このような問題の対策としては、DMZ機能を持つセキュアなプライベートクラウドでリモートサポートのインフラを用意し、そのクラウドにアップデートするソフトや現場で使用するPCをクラウドにアップする前にオーナーが指定するチェックソフトで事前チェックして、現場をリモートサポートする方法が考えられる。また、操業時は、リモートでインシデント監視サービスが可能となる。工場内の装置とそのベンダのリモート通信もIP-VPNで個別通信ルートが確保されるので機密性も保てる。もちろん、リモート通信上でのサイバーリスクも低くなる。課題は、このセキュアなリモートサービスインフラにどれだけのベンダが参加してくれるかであるが、1ユーザーが呼びかけても難しいところがある。

6.まとめ

時代は、急速に進んでいる。その中でIoTやCPSが果たす役割は大きくなっている。その中で安全を脅かすサイバー攻撃にどう対処していくかが重要であることは、今や当たり前になっている。

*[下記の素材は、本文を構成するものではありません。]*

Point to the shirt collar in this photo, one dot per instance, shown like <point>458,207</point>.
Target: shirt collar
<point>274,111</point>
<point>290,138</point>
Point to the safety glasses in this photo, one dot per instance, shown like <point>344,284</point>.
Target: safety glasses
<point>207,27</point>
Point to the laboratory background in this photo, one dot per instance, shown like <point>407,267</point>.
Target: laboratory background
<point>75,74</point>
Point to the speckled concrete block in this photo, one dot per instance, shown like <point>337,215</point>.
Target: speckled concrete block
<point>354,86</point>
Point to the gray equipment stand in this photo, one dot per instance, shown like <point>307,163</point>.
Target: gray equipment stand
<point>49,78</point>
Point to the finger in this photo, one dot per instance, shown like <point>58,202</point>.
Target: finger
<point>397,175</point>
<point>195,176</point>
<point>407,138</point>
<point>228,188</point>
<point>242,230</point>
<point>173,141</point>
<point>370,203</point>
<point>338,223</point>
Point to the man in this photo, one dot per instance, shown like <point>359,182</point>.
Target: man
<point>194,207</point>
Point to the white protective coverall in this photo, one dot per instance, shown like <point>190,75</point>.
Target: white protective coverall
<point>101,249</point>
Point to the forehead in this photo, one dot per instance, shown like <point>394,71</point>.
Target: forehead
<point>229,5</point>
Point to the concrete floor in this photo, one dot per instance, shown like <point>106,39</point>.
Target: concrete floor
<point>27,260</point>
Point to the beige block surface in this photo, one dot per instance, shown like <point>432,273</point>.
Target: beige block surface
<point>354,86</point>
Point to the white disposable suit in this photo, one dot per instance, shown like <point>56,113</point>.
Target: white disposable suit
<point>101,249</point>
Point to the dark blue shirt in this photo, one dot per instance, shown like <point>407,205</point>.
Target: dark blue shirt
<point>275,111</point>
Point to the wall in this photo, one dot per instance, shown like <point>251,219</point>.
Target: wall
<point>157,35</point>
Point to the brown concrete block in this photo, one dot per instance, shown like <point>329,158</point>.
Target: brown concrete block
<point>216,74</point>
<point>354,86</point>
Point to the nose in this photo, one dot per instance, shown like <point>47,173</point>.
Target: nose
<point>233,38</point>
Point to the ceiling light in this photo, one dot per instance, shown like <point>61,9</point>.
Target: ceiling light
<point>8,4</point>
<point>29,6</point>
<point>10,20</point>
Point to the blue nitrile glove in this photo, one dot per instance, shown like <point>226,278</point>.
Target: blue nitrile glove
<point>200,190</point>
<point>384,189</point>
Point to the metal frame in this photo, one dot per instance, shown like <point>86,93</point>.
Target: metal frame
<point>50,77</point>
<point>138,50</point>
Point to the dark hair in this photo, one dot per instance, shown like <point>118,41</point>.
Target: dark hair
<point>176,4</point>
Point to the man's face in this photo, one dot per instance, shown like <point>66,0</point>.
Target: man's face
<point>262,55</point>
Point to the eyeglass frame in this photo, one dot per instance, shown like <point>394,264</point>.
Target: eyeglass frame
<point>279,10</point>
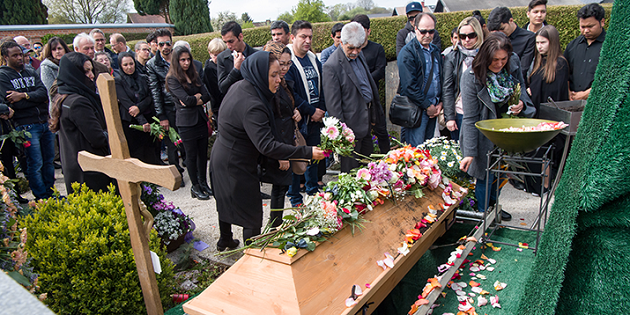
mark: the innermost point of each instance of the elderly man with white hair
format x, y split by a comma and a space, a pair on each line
350, 92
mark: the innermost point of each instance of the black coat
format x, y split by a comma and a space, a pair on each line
162, 99
83, 128
190, 114
245, 134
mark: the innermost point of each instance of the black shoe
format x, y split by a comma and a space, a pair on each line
206, 189
197, 192
232, 244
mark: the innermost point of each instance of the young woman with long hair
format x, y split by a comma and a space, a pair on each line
190, 94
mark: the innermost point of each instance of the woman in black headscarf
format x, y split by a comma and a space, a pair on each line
136, 107
247, 130
189, 95
80, 120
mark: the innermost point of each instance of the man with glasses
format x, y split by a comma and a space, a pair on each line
420, 70
523, 42
229, 61
407, 33
143, 54
157, 68
99, 45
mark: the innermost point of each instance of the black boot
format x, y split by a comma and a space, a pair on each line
197, 192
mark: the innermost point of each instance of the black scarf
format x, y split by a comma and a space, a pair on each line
72, 78
255, 70
133, 80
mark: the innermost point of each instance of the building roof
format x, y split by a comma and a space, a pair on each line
467, 5
137, 18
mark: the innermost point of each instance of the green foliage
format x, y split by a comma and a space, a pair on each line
311, 10
82, 250
190, 16
23, 12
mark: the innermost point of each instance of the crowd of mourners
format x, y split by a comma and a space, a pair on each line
257, 100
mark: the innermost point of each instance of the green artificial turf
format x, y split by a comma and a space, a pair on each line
583, 262
512, 268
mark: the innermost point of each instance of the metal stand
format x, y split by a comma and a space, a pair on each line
496, 159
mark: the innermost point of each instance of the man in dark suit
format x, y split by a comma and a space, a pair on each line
229, 61
350, 92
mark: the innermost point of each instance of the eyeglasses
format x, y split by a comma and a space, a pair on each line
286, 65
472, 35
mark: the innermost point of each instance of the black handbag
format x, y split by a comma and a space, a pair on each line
405, 113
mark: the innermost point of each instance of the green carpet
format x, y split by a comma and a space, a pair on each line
512, 268
582, 266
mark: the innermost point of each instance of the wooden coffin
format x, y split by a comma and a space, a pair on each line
319, 282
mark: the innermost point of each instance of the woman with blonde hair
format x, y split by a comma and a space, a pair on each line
459, 60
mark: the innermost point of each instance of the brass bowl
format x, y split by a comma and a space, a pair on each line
516, 141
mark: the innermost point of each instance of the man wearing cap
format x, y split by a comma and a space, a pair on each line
25, 93
407, 33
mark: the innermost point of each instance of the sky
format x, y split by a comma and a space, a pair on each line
261, 10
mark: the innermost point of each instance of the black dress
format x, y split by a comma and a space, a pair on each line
558, 90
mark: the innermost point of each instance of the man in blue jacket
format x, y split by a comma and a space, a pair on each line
420, 71
305, 77
24, 91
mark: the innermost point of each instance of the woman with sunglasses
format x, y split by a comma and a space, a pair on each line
286, 116
189, 94
485, 91
456, 63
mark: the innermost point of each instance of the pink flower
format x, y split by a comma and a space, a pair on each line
332, 132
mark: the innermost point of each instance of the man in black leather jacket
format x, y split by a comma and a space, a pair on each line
157, 68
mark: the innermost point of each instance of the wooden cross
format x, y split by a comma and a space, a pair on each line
129, 172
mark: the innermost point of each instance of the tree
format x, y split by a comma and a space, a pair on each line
190, 16
222, 18
287, 17
246, 18
153, 7
23, 12
89, 11
311, 10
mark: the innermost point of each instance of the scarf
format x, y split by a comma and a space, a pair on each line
72, 78
255, 70
500, 86
469, 54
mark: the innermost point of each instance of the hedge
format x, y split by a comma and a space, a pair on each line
384, 30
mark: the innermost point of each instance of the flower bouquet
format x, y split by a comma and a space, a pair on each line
336, 137
170, 222
157, 131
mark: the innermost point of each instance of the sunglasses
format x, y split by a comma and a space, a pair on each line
472, 35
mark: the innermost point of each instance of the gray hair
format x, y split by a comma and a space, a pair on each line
353, 33
139, 45
96, 30
181, 43
77, 40
216, 46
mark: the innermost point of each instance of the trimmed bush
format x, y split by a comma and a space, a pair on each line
82, 250
384, 30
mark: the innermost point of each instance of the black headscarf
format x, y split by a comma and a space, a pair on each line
72, 78
132, 80
255, 70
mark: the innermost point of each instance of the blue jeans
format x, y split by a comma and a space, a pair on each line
480, 192
416, 136
312, 138
39, 160
458, 121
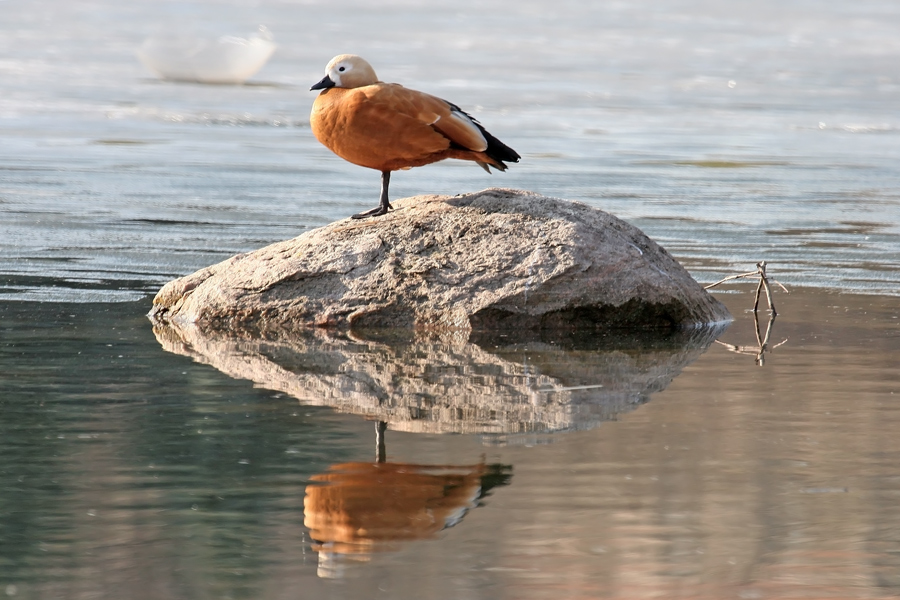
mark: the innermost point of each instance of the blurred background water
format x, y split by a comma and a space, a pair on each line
729, 132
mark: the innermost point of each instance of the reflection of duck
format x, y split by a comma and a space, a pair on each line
357, 508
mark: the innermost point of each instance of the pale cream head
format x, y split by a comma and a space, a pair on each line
350, 71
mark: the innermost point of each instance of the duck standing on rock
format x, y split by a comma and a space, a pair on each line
387, 127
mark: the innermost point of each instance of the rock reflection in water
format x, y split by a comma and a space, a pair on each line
421, 384
356, 509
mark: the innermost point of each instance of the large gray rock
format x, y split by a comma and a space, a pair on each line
497, 259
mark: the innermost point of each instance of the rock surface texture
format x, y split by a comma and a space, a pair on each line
493, 260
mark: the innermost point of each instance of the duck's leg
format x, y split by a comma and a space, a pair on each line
385, 205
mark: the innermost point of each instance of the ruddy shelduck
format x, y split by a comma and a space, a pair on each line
387, 127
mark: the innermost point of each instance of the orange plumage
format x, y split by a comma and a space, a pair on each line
387, 127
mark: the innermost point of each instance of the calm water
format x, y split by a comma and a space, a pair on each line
153, 464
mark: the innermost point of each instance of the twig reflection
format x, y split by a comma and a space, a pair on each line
762, 341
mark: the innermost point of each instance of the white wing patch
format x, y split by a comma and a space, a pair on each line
466, 122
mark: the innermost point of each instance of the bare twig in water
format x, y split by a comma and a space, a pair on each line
760, 272
762, 342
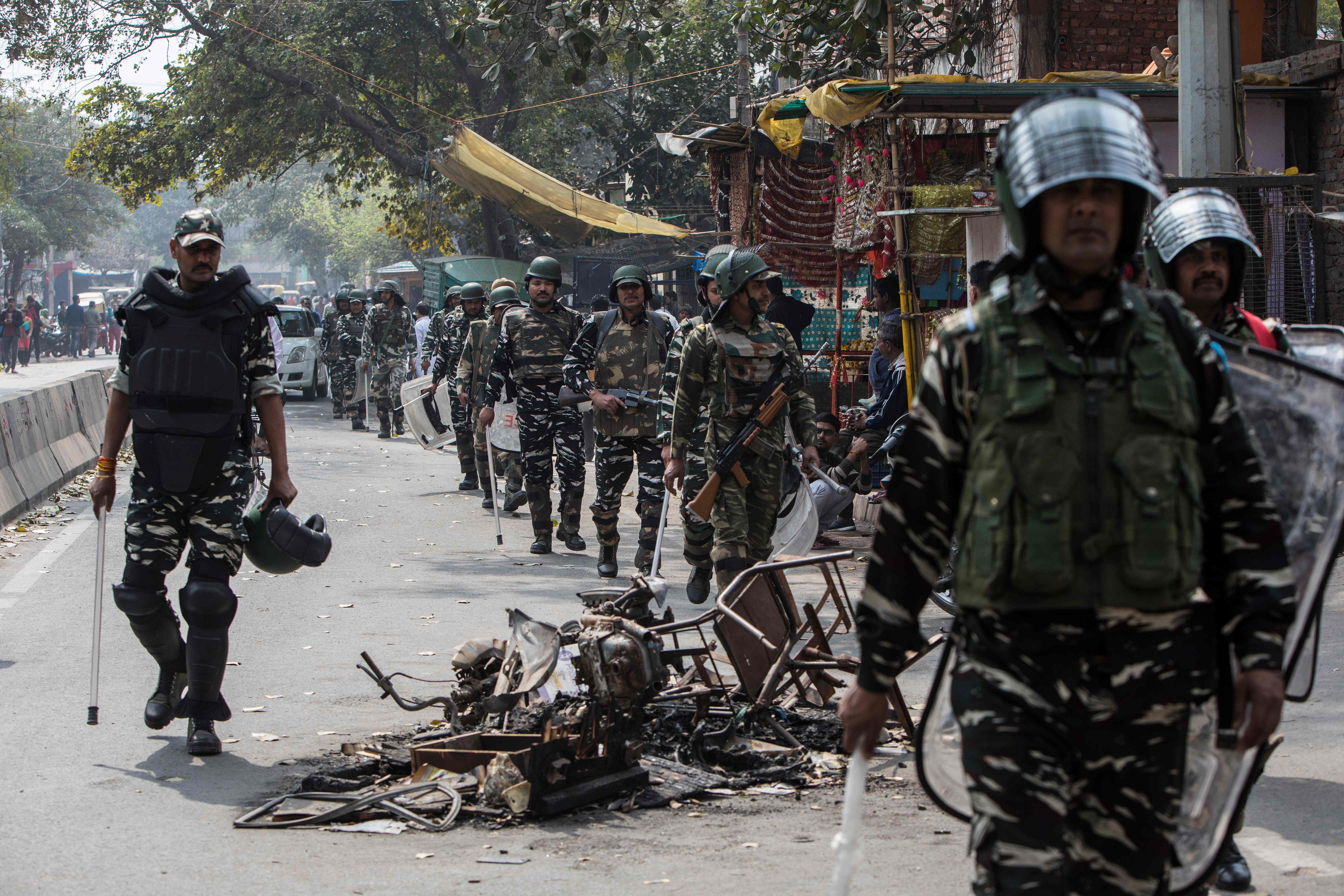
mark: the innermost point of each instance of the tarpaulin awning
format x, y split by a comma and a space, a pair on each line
476, 164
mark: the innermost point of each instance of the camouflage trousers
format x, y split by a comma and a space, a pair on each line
545, 430
507, 464
1074, 746
345, 379
161, 524
616, 457
463, 426
697, 535
744, 519
388, 375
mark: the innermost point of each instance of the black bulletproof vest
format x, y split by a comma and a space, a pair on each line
189, 389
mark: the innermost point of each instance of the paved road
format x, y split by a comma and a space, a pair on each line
52, 370
120, 809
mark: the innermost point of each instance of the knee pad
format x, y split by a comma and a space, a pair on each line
208, 604
139, 602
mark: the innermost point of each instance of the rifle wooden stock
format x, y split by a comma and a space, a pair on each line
703, 503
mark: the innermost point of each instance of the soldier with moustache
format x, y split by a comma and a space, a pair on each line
697, 534
534, 342
624, 350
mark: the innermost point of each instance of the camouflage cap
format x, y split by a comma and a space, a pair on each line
198, 225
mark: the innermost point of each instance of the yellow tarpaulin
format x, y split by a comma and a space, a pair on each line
1249, 78
476, 164
841, 109
785, 135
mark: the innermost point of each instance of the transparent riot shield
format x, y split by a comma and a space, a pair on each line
1295, 413
428, 417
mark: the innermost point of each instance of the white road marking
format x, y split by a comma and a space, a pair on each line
1289, 858
38, 566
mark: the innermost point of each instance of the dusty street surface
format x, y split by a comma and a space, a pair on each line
120, 809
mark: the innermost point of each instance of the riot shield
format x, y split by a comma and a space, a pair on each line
1295, 413
428, 417
503, 433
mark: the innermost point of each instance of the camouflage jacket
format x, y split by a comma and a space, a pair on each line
329, 346
533, 347
474, 370
437, 331
448, 348
671, 371
350, 336
1233, 324
705, 377
928, 477
389, 334
631, 358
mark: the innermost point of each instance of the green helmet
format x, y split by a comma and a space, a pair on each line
503, 296
737, 269
631, 275
279, 543
544, 268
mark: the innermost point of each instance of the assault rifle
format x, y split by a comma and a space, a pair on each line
773, 397
631, 398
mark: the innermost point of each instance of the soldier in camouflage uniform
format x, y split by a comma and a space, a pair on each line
329, 346
1198, 246
1057, 436
448, 353
193, 476
698, 535
533, 346
437, 331
733, 355
350, 338
386, 350
624, 350
472, 373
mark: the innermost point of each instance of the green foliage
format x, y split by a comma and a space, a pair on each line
1328, 21
48, 206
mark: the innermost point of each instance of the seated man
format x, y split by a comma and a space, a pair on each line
846, 461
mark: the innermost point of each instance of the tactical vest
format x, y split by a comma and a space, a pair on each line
541, 342
746, 362
189, 390
1082, 487
631, 359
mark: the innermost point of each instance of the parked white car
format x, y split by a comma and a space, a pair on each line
302, 367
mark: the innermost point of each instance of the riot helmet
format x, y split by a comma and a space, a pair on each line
1193, 217
630, 275
503, 297
544, 268
1077, 135
712, 264
737, 269
279, 543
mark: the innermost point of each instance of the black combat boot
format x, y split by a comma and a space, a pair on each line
162, 707
1233, 874
202, 739
607, 562
698, 586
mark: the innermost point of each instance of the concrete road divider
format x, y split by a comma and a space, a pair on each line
49, 436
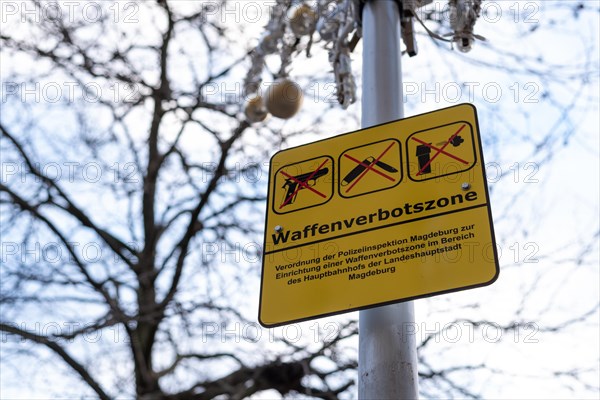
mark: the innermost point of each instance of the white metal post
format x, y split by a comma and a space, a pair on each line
387, 355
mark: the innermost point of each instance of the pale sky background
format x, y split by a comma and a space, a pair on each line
545, 209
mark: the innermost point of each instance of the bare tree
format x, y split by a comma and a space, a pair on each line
132, 199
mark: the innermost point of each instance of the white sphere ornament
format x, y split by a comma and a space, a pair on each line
303, 20
283, 98
255, 109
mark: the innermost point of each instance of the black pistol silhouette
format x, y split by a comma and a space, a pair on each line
292, 184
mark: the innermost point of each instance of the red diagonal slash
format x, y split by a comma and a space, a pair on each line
370, 167
367, 166
302, 184
440, 150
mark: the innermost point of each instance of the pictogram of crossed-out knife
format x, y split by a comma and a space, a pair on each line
367, 162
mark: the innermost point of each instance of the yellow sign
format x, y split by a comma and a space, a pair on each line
386, 214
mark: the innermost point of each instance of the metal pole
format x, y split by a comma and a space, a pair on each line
387, 355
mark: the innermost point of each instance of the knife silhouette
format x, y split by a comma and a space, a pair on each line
352, 175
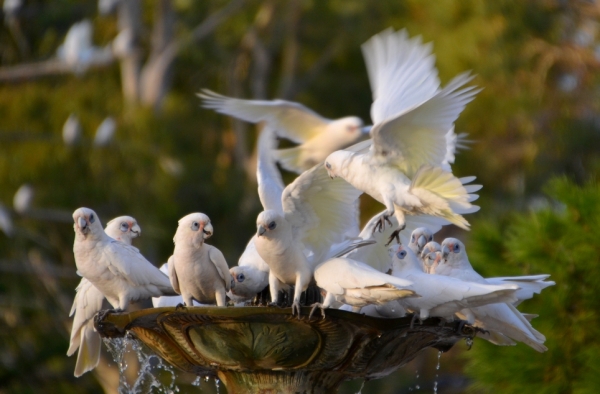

  • 制御システムで使用できるセキュアな製品も揃ってきた。
  • 制御システムセキュリティの認証制度や産業別ガイドラインも整備されてきた。
  • 制御システムセキュリティ対策を学ぶ人材教育ツールも整備されてきた。

IoTを導入する企業は、自社の製造システムや現場の要員のスキルを見直すところから始めることが肝要である。